In 4% of patients, the disease affects the veins of the vulva, vagina, and small pelvis. With vulvar and vaginal varicose veins, discomfort, bursting, heaviness, itching are observed in the area of the external genitalia. There may be swelling of the perineum and labia, contact bleeding from the vagina after sex. The syndrome of plethora of the pelvic organs is manifested by pulling or aching pains in the lower abdomen, which radiate to the lower back, sacrum, groin, and external genitalia. Characterized by dyspareunia (pain during intercourse). In severe cases, dysuric disorders are detected.
In the absence of adequate treatment, varicose veins in pregnant women can be complicated by the development of trophic ulcers, erysipelas, thrombophlebitis, thrombosis of superficial and deep veins, thromboembolism of the pulmonary artery and other great vessels during childbirth. In 40-45% of cases, fetoplacental insufficiency occurs with acute and chronic fetal hypoxia. In 25% of patients, anomalies of labor activity are observed (weakness of labor forces, discoordination of the contractile activity of the myometrium). With vaginal varicose veins, massive traumatic courses of the postpartum period are possible. Almost a third of women in labor have defects in the separation of the placenta and the discharge of the placenta. Long-term consequences of varicose veins that occurred during pregnancy are hemorrhoids, disabling chronic venous insufficiency, and pelvic pain.
With the appearance of characteristic skin signs, the diagnosis of varicose veins during pregnancy usually does not present any difficulties. The tasks of the diagnostic stage are to determine the stage and localization of venous ectasia, to exclude other causes that can cause stagnation in the vascular network of the lower extremities. The most informative methods of examination are:
Radiodiagnostic methods (varicography, selective ovaricography, ascending limb phlebography, pelvic phlebography, CT venography, phleboscintigraphy, etc.) are used to a limited extent during pregnancy due to possible negative effects on the fetus. In difficult cases, if pelvic varicose veins are suspected, diagnostic laparoscopy is performed with caution. Differential diagnosis of varicose veins of the legs is carried out with dropsy of pregnant women, heart failure, lymphedema, acute thrombosis of the venous system. Varicose veins of the small pelvis must be differentiated from genital endometriosis, chronic inflammatory pathology of the pelvic organs, submucosal and subserous uterine fibroids, cysts and other ovarian tumors. In addition to the observation of an obstetrician-gynecologist, the patient is recommended to consult a phlebologist, a cardiologist, an oncologist.
The main objectives of therapy for varicose veins in pregnant women are to stop the progression of the disorder, mitigate the severity of the clinical picture and prevent possible thromboembolic complications. Non-drug methods are considered preferable, if necessary, supplemented by pharmacotherapy in safe terms of pregnancy:
Pregnant women with varicose veins are recommended special complexes of physiotherapy exercises, lymphatic drainage massage, dosed walking, daily ascending contrast shower. Diet correction involves eating foods rich in fiber and vegetable fats. Injection sclerotherapy, miniphlebectomy, crossectomy, endovasal laser coagulation and other surgical methods of treatment are used in exceptional cases in severe forms of the disease, severe pain syndrome, and the presence of complications. Most often, surgical correction is carried out at the end of the lactation period.

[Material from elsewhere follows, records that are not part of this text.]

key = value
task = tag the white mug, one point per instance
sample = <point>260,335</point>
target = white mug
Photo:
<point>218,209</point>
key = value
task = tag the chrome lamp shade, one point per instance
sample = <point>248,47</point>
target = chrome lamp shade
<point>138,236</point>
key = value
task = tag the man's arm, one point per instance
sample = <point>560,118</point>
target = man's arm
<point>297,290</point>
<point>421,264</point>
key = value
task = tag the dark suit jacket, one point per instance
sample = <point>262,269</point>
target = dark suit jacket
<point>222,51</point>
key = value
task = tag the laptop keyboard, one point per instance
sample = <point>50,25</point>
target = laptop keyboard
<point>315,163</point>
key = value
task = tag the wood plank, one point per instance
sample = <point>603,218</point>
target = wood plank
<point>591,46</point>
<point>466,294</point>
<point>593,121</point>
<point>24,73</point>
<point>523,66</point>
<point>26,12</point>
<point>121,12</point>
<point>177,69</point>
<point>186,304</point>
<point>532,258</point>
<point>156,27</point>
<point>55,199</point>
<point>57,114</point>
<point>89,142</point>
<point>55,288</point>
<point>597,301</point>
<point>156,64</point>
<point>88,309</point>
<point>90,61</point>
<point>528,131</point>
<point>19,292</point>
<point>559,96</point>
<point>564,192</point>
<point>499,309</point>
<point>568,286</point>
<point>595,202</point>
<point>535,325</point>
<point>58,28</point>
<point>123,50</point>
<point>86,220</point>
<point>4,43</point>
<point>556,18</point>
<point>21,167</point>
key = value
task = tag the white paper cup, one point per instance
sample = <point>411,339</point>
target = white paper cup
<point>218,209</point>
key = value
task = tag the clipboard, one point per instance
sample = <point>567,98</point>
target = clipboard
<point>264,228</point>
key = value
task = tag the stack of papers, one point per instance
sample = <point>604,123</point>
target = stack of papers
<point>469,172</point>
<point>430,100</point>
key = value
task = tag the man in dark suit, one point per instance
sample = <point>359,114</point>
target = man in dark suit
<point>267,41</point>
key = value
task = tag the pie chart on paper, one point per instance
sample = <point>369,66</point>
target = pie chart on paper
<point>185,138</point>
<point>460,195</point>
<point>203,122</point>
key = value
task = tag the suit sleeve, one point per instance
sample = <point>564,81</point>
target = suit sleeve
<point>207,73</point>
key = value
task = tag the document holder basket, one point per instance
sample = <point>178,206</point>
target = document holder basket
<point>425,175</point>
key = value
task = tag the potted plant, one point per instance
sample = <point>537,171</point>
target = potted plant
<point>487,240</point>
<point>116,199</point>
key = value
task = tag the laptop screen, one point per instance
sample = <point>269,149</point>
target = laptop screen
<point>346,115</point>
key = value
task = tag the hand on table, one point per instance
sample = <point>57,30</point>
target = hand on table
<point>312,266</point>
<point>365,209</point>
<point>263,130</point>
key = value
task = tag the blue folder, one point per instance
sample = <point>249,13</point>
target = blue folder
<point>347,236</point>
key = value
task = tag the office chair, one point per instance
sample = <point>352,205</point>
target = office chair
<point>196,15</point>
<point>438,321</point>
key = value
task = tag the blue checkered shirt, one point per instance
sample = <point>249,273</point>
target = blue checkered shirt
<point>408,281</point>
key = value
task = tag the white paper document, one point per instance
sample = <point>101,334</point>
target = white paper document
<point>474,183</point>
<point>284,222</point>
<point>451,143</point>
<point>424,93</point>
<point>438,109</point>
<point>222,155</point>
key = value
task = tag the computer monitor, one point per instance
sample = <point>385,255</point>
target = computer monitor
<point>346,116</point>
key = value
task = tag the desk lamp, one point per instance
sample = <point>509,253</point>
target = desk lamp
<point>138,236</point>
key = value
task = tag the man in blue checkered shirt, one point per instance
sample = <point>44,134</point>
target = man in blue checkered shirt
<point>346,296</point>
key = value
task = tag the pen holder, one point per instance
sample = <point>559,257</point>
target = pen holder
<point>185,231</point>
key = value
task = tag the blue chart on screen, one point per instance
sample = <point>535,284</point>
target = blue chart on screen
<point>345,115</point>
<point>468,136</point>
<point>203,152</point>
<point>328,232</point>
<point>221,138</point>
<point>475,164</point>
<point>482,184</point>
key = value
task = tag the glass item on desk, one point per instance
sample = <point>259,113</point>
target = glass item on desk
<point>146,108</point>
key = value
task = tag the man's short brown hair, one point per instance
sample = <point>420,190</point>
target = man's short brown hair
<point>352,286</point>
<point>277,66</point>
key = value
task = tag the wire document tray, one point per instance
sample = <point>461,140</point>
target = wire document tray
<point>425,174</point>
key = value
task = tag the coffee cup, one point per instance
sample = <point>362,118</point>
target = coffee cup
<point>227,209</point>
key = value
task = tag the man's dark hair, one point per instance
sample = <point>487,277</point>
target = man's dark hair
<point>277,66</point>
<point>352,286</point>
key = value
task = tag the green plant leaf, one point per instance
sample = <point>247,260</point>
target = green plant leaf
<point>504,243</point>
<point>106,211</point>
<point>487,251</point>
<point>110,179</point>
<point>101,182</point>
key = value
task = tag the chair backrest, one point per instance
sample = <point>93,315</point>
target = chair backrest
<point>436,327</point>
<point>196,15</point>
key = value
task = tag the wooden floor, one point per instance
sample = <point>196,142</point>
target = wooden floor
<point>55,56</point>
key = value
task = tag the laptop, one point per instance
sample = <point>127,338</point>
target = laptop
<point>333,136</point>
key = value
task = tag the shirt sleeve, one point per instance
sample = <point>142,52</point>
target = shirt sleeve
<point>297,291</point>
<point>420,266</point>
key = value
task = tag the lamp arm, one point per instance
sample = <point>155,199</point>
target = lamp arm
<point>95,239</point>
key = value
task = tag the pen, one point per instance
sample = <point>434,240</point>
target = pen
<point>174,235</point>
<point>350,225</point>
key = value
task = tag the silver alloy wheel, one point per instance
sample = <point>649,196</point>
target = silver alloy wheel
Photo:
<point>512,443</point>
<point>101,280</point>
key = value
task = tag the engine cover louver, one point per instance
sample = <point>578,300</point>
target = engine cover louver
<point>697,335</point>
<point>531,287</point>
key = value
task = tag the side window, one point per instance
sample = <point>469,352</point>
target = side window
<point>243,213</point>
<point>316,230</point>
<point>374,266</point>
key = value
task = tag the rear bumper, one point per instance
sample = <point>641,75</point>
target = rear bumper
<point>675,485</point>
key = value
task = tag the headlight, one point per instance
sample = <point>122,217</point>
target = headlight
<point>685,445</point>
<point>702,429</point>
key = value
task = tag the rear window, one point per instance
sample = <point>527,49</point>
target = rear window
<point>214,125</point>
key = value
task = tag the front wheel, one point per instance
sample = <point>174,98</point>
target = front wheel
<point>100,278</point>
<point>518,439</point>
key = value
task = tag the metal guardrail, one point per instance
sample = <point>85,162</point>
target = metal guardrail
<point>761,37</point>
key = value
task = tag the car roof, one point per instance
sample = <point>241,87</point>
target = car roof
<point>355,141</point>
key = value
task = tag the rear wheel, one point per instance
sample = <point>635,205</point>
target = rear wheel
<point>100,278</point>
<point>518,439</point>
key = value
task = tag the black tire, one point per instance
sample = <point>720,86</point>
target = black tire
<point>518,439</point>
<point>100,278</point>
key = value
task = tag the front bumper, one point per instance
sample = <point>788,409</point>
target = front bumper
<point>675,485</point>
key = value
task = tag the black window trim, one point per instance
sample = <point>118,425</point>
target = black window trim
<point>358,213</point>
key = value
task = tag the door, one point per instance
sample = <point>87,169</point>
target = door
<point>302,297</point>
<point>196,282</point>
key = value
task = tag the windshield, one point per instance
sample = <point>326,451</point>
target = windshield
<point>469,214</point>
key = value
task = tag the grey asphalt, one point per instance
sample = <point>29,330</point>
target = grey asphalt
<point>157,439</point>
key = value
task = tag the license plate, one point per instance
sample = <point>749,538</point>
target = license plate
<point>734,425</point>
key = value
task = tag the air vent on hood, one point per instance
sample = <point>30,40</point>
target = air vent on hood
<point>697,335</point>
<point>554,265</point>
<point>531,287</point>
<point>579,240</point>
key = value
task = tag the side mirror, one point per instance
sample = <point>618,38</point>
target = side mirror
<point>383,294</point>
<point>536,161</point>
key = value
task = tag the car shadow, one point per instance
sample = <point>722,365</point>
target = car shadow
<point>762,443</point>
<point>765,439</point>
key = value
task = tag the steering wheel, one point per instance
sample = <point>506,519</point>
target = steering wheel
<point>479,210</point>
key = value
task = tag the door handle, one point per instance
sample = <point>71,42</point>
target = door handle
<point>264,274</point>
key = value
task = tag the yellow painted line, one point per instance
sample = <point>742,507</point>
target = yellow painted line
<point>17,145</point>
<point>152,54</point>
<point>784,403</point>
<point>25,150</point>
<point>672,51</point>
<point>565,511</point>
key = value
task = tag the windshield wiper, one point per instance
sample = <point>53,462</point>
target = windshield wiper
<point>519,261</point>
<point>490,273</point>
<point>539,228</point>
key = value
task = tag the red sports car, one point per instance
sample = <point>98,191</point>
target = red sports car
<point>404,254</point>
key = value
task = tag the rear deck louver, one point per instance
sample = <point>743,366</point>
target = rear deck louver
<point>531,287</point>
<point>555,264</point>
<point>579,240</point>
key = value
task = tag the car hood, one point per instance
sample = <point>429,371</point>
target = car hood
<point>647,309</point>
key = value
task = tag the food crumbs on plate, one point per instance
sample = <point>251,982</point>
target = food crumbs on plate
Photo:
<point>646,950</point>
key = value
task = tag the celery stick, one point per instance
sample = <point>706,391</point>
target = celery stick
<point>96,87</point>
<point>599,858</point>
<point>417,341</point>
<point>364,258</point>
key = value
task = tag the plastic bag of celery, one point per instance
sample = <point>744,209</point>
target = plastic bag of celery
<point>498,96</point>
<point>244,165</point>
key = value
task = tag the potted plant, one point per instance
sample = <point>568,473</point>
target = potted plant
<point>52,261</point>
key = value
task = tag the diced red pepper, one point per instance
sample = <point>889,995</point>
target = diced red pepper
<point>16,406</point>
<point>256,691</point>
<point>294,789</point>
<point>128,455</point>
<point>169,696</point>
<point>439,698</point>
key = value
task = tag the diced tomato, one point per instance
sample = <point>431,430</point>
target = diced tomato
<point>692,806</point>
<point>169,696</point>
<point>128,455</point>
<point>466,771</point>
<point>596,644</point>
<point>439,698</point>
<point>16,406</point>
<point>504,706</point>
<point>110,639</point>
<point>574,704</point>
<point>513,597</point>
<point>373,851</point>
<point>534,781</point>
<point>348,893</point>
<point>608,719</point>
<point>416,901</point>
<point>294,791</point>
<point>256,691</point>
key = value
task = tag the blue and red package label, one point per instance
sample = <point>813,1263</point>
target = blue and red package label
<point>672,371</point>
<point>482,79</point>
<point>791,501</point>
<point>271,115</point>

The preferred method of delivery for varicose veins is natural childbirth, at the beginning of which elastic bandages are applied to the lower limbs of the woman in labor or compression underwear is put on. Patients with vulvar-vaginal varicose veins require especially careful support of the pushing period with protective perineotomy performed according to indications. In case of rupture of ectatic veins, the damaged vessels are carefully ligated with repeated stitching of the conglomerate of nodes. Caesarean section is recommended for patients with a high risk of thromboembolic complications and severe vulvar varicose veins.
With timely detection and adequate therapy, the prognosis is favorable. As a preventive measure, sufficient night sleep and periodic rest throughout the day in a prone position with legs laid on a firm surface at an angle of 30 ° are recommended. Pregnant women with aggravated heredity should stop wearing shoes with a heel of more than 5 cm, limit the time spent in a sitting or standing position, and control weight gain.
To prevent varicose veins, daily walking, reducing salt intake, and taking vitamin preparations that strengthen the vascular wall (ascorbic acid, rutin) are effective. Patients with varicose veins planning a pregnancy, according to indications, undergo surgical interventions to correct the disease.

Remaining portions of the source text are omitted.